Divergências sobre o licenciamento no aterro de Manaus
O imbróglio teve início em uma fiscalização realizada no final de 2025. Na ocasião, técnicos do órgão ambiental constataram a ausência de licenciamento para a ampliação da unidade. Uma multa de R$ 5 milhões foi aplicada sob a justificativa de que não havia processo administrativo em trâmite que autorizasse a expansão.
Simultaneamente, uma segunda multa de mesmo valor foi emitida por conta de um ramal construído em área anexa. De acordo com o relatório de fiscalização original, essa obra específica já estava sob embargo desde junho de 2023, mas os trabalhos continuaram à revelia da proibição. Com a nova interpretação jurídica fundamentada no acordo com o Ministério Público, tanto as multas quanto o embargo foram levantados.
O Ipaam reforçou, em nota oficial, que sua atuação é pautada pela transparência e conformidade com a legislação, mantendo cooperação constante com o MPAM para monitorar o cumprimento das obrigações estabelecidas no pacto judicial.
Contradições entre expansão e novo projeto
A natureza das obras executadas gera interpretações distintas entre os órgãos envolvidos. Enquanto a Prefeitura de Manaus classifica o projeto como o “novo aterro sanitário” da capital, com estimativa de operação para os próximos 20 anos, o Ministério Público trata as intervenções como uma expansão da unidade atual.
O acordo vigente prevê que o aterro controlado existente tenha suas atividades encerradas até abril de 2028. Até lá, a prefeitura deve viabilizar a construção de uma nova unidade em local distinto.
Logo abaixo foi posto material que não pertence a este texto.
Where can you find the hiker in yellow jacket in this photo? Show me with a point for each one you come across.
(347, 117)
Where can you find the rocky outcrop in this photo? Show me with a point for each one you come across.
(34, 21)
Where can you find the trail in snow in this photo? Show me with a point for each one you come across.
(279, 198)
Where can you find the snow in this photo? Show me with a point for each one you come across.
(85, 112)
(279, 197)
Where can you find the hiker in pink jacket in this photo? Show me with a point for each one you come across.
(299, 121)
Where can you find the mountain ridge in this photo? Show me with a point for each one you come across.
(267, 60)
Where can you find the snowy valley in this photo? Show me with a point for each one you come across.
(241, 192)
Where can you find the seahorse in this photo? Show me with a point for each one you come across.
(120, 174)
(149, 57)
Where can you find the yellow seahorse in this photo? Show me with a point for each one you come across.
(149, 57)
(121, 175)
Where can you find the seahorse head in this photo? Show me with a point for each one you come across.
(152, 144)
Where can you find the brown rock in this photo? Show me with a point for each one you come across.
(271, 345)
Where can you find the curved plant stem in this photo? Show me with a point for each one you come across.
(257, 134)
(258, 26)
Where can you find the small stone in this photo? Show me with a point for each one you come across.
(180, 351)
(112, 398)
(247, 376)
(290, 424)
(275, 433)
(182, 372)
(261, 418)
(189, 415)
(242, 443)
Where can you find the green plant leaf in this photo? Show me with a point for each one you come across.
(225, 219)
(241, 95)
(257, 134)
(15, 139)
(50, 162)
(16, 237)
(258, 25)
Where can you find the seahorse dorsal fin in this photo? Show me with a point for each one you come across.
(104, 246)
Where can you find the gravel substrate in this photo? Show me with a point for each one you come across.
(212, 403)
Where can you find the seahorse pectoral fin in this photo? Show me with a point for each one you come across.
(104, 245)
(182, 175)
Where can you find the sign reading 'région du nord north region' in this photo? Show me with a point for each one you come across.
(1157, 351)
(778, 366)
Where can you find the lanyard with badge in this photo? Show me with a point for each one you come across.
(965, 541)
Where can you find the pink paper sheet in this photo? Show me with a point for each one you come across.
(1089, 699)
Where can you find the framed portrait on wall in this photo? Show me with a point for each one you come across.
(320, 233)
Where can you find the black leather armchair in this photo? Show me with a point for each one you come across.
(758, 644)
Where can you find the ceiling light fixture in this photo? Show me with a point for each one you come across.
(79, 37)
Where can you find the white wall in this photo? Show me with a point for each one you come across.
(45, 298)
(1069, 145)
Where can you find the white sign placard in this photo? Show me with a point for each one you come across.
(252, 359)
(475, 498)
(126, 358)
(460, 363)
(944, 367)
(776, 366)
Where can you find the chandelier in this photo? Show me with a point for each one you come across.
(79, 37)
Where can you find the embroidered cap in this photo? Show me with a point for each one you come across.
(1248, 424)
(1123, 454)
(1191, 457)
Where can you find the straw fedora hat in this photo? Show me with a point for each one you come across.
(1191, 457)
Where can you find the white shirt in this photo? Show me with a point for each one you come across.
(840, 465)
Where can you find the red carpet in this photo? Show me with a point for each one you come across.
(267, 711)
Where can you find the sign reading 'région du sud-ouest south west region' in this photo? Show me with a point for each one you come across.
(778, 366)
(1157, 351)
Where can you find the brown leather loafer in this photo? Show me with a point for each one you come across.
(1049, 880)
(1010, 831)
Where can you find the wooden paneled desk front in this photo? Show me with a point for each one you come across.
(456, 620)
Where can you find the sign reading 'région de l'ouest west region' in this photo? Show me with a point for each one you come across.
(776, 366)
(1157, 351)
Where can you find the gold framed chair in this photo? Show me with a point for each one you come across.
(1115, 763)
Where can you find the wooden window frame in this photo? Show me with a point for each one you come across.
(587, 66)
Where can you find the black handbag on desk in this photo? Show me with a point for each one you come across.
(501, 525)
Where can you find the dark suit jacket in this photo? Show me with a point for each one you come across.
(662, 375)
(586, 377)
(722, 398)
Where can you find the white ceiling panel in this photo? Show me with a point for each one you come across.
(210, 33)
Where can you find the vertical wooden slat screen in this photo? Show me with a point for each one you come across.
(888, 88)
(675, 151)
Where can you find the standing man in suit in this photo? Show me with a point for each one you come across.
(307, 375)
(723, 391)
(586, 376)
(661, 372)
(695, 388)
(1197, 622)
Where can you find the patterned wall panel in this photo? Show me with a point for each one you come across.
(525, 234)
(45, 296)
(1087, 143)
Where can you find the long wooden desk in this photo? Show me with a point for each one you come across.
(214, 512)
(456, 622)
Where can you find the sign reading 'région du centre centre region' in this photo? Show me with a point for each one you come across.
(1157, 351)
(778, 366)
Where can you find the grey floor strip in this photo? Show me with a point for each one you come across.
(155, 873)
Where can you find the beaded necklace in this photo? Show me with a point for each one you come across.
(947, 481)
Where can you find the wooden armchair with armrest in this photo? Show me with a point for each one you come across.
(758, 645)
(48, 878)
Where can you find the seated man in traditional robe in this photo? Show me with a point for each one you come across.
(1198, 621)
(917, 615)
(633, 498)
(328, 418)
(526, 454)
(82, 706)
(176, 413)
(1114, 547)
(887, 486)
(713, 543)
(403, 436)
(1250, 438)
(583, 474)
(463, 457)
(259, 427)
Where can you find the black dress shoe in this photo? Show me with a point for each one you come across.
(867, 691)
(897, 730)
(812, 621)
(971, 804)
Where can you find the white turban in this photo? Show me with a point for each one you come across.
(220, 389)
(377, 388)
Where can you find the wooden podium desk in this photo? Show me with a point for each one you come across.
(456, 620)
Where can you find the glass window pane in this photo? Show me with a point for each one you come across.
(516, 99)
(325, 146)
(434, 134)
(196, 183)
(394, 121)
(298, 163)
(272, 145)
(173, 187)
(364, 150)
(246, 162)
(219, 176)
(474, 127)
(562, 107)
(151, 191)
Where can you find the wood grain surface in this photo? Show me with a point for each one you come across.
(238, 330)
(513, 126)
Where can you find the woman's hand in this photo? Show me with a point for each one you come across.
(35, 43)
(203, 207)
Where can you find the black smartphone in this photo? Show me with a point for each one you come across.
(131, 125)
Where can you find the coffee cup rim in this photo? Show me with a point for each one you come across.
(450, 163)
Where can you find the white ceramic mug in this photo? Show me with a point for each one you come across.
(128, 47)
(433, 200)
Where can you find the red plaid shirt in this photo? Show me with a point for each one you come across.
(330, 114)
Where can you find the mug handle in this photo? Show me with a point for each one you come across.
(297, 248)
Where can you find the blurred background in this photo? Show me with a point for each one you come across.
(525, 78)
Contudo, a proximidade geográfica entre as novas obras e a estrutura antiga alimenta a confusão terminológica.
A gestão municipal defende que possui todas as licenças ambientais e cumpre as exigências legais. Por outro lado, o planejamento do MPAM estabelecia prazos rigorosos para a apresentação de Estudos de Impacto Ambiental (EIA) e o requerimento de licença prévia para uma nova área, prazos que remontam ao ano de 2024.